Last update: April 05, 2016
Silence is the absence of words, it is true. But silences also contain a presence, the presence of an unspoken message, but existing. Silences are not empty of communication, but rather convey something that cannot be said in words.
Just as there are words that say nothing, there are silences that say everything. There are silences that accuse and silences that kill. Silences that arise from impossibility, fear or bewilderment and silences that express supreme power. Prudent silences and distressing silences. Silences that repress and silences that free.
"The deepest rivers are always the quietest ones"
(Quinto Curcio Rufo)
In reality, we could speak of a real language made up of silences. Among the various forms of silence, there is a terrible one, because it contains a cry. It is the silence that comes after a traumatic experience, in front of which one cannot describe one's feelings in words.
Silence and horror
Silences that hide screams are almost always associated with horror. Horror is not synonymous with terror: terror is an intense fear, while horror can be both a feeling of fear and aversion. Terror is caused by a material source, horror, on the other hand, from an unspecified source.
Basically, one experiences terror in front of an identifiable object or situation (a wasp, a dictator, an imaginary monster, etc.); horror is experienced in front of a latent threat, deriving from an object that insinuates itself, but which does not completely define itself. The horror is felt in the face of beings from beyond, disasters, persecutions, etc.
The level of indefinability of such threats is one of the factors leading to the use of silence. How can one speak of extreme fear or aversion if it is not even clear what exactly they come from or what harm they can cause? One can only perceive that it is something terrible, but other than that, there is nothing else evident.
Terror is felt in front of a hungry lion in an isolated meadow; horror is experienced after the death of a loved one. In both cases, a kind of astonishment appears, but in the horror there is also the weight of the impossibility of describing, of explaining.
The horror causes those silences that hide screams. Words fail to express the magnitude of what it feels like, they are not enough. Everything that is said seems futile, because it does not free you from pain and does not allow others to understand that suffering.

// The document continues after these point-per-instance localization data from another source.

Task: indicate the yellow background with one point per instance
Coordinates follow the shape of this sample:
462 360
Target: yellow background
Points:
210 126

In these cases, the words seem completely in vain. For this reason, verbal communication is replaced by silences, but also by tears, by gestures of displeasure, by sighs, etc. However, not even these expressions allow us to overcome pain: they are only the repetition of it.
The cry and the poetry
The word is the only force capable of restoring meaning to our experiences. By means of it, we can give order to the world in our mind and bring out from our soul all the forms of pain that inhabit it. We can unlock and move on.
The cry is our first expression of life at the time of birth. With this initial scream, we announce that we have arrived, that we have overcome the first big break in our life: we have been separated from our mother and we announce to the world that we need it to continue living.
Sometimes, when we are already adults, we feel that only a loud cry can express what we have inside. Only an inarticulate and violent expression can say that we are helpless beings who need others.
However, we cannot go around the street screaming at the top of our lungs; because of this, the cry that fails to make its way is replaced by silence. Both the dull scream and the silence itself speak of the impossibility of articulating a speech, of giving a coherent testimony of what happens to us.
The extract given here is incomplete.